Summary:
The Miller project is hydrothermal disseminated and lump vein graphite and architectural marble project.
The Project represents an example of a granulite-hosted, high temperature graphite deposit, which could be paralleled to the Sierra de Aracena metamorphic belt described by Rodas et al. (2000).
Graphite is observed as dissemination and pods/veins in the marble, skarn and paragneiss units of the property, several pods and veins have been identified and explored by Canada Carbon and are named with the VN prefix.
Mineralization
Graphite has been found as disseminations in marble, in sulphide-bearing paragneiss, in pods and veins on the Property. In known occurrences, graphite can be alone or in association with other minerals, including pyroxene, scapolite, titanite, zircon and wollastonite (Spence 1920). Through trenching, Canada Carbon has identified many examples of graphite mineralization associated with marble and detritical rock sequences. Numerous variations of the graphite mineralization are observed within the Project area. Graphite primarily occurs in well crystallized euhedral flakes.
GRAPHITE MINERALIZATION
Wollastonite Pods
Wollastonite-graphite mineralization is a frequent association on the Property. This mineralization form often appears in small pods of tens of centimeters in diameter and can reach up to 1.6 m in thickness at the VN1 showing. Both wollastonite and graphite form well crystallized minerals and graphite assays around 15% in these pods. On the VN2 showing, wollastonite appears as a nucleus around which the graphite appears to accumulate.
Banded Graphite Formation
Banded graphite formations are thin (1 to 5 mm) bands of graphite sandwiched between thin (1 to 10 mm) layers of graphite-quartz-feldspar, stacked closely, and reaching thicknesses of many metres. The grain sizes of this mineralization type are small (less than or equal to 1 mm). The banded formations are continuous over long distances (10 m and longer) and affected by intense folding. The average graphite content of this unit is between 5 and 10%.
Graphite Pods (Marble)
Small pods (tens of centimetres long to a couple of centimetres wide) of pure graphite are often present in the white marble units. Pods of metric scales are also present on the VN2 and VN3 showings. The graphite grains are coarse (5 to 50 mm) and form euhedral flakes. Many of the pods are observed along an east-west alignment direction.

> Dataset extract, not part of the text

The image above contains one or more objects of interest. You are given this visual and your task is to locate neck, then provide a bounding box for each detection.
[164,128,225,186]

Disseminated Graphite (Marble)
In all the marble units observed, graphite occurs frequently in well crystallized, euhedral, small (1 to 5 mm) disseminated crystals. The chemical reaction between carbonate and silica might have produced calc-silicates and graphite, which seems to precipitate at the boundary of the calcsilicate and marble grains. The average graphite content in the marble is approximately 0.5% graphite.
Disseminated Graphite (Skarn)
Similar to disseminated graphite in marble, disseminated graphite in skarn occurs almost everywhere, more frequently close to marble units. In skarn units farther from marble units, sulfides are more abundant. Graphite in skarn units is often found in clumps instead of flakes and is far less homogenously distributed than in the marble units.
Graphite Veins Graphite veins seem to follow shear or fault zones, which might be evidence of structural control of metamorphic hydrothermal fluids. They are thin, centimeter-wide, sheets of aphanitic graphite that can cover many square metres. Directions of movement of faults are registered in the graphite veins as strikes and kinks. No general directions have been observed, as they are often following folded structures.
MARBLE
The medium to coarse grained white marbles on the Property has demonstrated its visual quality for architectural stone. The suitable white color marbles are overlain by a 1 to 4 m-thick surface alteration that creates a yellowish color and friable layer, which is unsuitable for production. Disseminated graphite (less than 0.5% in abundance) and other accessory minerals include apatite (blue or green), chodrodite and diopside, which give an interesting color for the architectural stone market.